Poiché l’universo possiede circa 13,7 miliardi di anni, ciò porta l’età di questo buco nero a 13,2 miliardi di anni. La sorpresa più eclatante per gli scienziati sta nel fatto che questo buco nero è enorme: dieci volte più grande del buco nero della nostra Via Lattea, il quale possiede una massa di circa 4,5 milioni di volte quella del nostro Sole. «Si ritiene che esso abbia un peso compreso tra il 10 per cento e il 100 per cento della massa di tutte le stelle della sua galassia», ha affermato l’autore principale Akos Bogdan dell’Harvard-Smithsonian Center for Astrophysics.

«È davvero impensabile che nell’universo primordiale ci sia un “tale colosso”», ha sottolineato Priyamvada Natarajan dell’università di Yale, che ha preso parte allo studio, il quale ha aggiunto: «È sorprendente come questo oggetto si trovi già al suo posto all’interno della sua galassia così presto nell’universo».

Difficile avanzare ipotesi per spiegare questi oggetti, tuttavia i ricercatori hanno supposto che il buco nero si sia formato da colossali nubi di gas collassate in una galassia, la quale si trovava accanto a un’altra già ricca di stelle.
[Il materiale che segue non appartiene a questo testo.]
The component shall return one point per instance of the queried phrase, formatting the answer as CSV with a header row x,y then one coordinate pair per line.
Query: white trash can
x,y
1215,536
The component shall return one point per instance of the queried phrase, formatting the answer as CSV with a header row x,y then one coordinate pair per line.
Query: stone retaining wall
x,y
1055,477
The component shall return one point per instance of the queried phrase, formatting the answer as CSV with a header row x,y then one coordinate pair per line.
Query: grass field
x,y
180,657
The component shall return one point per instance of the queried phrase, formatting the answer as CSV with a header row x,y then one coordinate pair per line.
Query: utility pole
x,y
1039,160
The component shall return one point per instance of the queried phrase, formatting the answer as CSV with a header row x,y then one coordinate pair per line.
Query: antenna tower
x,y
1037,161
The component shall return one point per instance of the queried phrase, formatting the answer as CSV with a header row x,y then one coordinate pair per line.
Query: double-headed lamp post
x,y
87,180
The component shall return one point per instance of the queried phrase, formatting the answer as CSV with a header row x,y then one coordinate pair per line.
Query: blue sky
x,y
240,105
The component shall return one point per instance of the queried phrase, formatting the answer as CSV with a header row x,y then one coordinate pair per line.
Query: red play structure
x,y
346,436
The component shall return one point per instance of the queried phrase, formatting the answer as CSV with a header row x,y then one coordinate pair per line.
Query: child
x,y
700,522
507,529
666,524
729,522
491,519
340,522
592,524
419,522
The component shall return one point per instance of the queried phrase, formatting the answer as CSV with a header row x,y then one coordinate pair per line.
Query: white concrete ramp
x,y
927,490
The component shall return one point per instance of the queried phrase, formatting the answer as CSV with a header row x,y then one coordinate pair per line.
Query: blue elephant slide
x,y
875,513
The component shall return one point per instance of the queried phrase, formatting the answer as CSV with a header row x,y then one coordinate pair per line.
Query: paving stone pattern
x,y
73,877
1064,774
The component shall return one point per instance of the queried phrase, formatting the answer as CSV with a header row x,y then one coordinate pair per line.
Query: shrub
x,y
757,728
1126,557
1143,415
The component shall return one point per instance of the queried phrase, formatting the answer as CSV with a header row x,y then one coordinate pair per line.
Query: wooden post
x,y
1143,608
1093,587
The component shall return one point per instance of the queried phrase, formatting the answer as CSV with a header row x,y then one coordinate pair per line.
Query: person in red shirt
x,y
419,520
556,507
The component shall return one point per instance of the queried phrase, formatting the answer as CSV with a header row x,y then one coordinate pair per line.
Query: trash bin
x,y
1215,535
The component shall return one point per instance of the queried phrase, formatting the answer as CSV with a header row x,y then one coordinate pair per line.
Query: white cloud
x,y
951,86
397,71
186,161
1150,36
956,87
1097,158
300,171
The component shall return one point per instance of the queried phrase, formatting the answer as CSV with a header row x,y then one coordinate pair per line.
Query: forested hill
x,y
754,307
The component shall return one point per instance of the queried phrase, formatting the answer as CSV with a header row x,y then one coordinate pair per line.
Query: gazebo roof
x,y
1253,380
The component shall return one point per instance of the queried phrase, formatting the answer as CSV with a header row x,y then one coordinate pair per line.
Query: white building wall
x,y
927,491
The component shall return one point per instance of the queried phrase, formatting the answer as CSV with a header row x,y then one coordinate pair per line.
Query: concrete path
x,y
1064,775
A un certo punto le due galassie si sono fuse, ed è possibile che due buchi neri presenti in ciascuna galassia si fusero in quello osservato in un tempo relativamente breve.

Il fatto che Chandra lo abbia rilevato tramite raggi X conferma «senza dubbio che si tratta di un buco nero», secondo Natarajan. «Con i raggi X», continua l’astrofisico, «si osserva il gas che viene attratto gravitazionalmente nel buco nero, il quale viene accelerato a velocità elevatissime, così che inizia a brillare nei raggi X».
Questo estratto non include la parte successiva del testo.